Blank a dû faire ses propres recherches, ce qui impliquait de chercher de l'aide de divers spécialistes, notamment des diététiciens et des endocrinologues pour trouver un traitement.

C'est pourquoi il y a plus de quatre ans, Blank a quitté son emploi en tant que directrice de la stratégie chez RO, une clinique en ligne qui offre un traitement pour la dysfonction érectile et la ménopause, pour démarrer Allara, une plate-forme de télésanté pour les femmes qui souffrent d'hormones comme le SOPK, l'endométriose et hypothyroïdie. À Allara, les patients reçoivent en un seul endroit le type de soins que Blank a dû ensemble au coup par coup lorsqu'elle a été diagnostiquée pour la première fois avec le SOPK.

Alland il semble que l'approche de la startup fonctionne, en particulier pour le traitement des jeunes femmes – l'âge moyen du patient de l'entreprise est de 30 ans, dit Blank. En 2024, Allara a augmenté ses revenus de quatre fois et vient de lever 26 millions de dollars en financement de série B mené par Index Ventures, avec la participation de GV 14 mois seulement après avoir collecté une série de 10 millions de dollars A.

Crédits d'image:Rachel Blank /

Allara a commencé comme un service d'abonnement pour lequel les patients ont payé de sa poche. Mais au cours de la dernière année, la société a formé des partenariats avec la plupart des principaux fournisseurs d'assurance maladie, notamment Aetna, Blue Cross Blue Shield, Cigna, Humana et United Healthcare, qui couvrent désormais les services d'Allera dans 10 États. Blank a déclaré que la société utilisera une partie de son capital de la série B pour étendre sa couverture d'assurance à l'échelle nationale.

Mais ce ne sont pas seulement les patients qui trouvent les soins complets d'Allara, qui comprend des rendez-vous avec divers spécialistes, utiles.
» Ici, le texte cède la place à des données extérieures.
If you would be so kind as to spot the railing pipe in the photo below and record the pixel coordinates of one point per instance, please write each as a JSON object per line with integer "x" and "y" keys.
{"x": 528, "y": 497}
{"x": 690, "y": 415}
Médecins, infirmières praticiennes, dermatologues et diététiciens enregistrés, dont beaucoup travaillent des mères, comme ils peuvent voir des patients à distance sans avoir à se rendre dans les cliniques.

Alors que de nombreuses startups telles que TIA, MIDI Health, Gennev et RO offrent un traitement en ligne des conditions hormonales, ils se concentrent principalement sur l'infertilité ou la ménopause.
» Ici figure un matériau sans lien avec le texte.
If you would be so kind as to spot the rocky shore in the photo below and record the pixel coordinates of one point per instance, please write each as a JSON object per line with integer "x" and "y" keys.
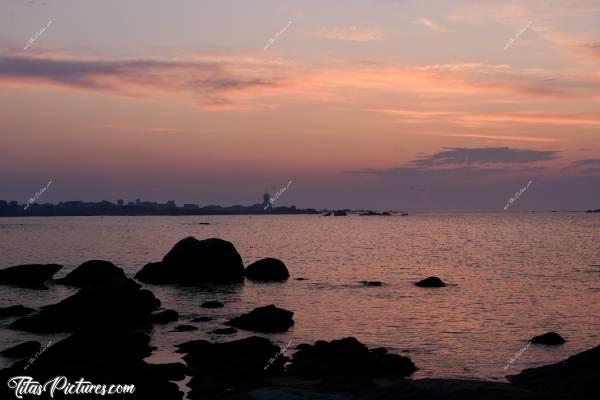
{"x": 110, "y": 319}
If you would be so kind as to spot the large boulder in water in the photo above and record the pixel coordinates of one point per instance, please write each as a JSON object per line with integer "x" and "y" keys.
{"x": 264, "y": 319}
{"x": 230, "y": 367}
{"x": 267, "y": 269}
{"x": 346, "y": 360}
{"x": 550, "y": 338}
{"x": 576, "y": 377}
{"x": 94, "y": 273}
{"x": 119, "y": 306}
{"x": 29, "y": 275}
{"x": 432, "y": 281}
{"x": 192, "y": 261}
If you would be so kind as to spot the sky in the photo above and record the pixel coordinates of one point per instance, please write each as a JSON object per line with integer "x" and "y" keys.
{"x": 380, "y": 104}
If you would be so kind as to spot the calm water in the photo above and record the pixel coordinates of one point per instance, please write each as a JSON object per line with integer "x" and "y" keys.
{"x": 513, "y": 275}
Mais Allara a tendance à voir des femmes qui ont affaire à des conditions chroniques avant d'être prêtes à avoir des enfants.

La population de jeunes patients de l'entreprise n'est qu'un aspect d'Alara qui a attiré le partenaire de l'index Martin Mignot. Il espère que ces patients restent avec l'entreprise à mesure qu'ils vieillissent et ont d'autres besoins de santé.

« Si vous avez une relation avec vos prestataires de soins depuis que vous avez 20 ou 25 ans, il est très naturel de rester au fil du temps », a déclaré Mignot. Cela, bien sûr, signifie qu'Alara pourrait éventuellement étendre son offre à l'infertilité et à la ménopause.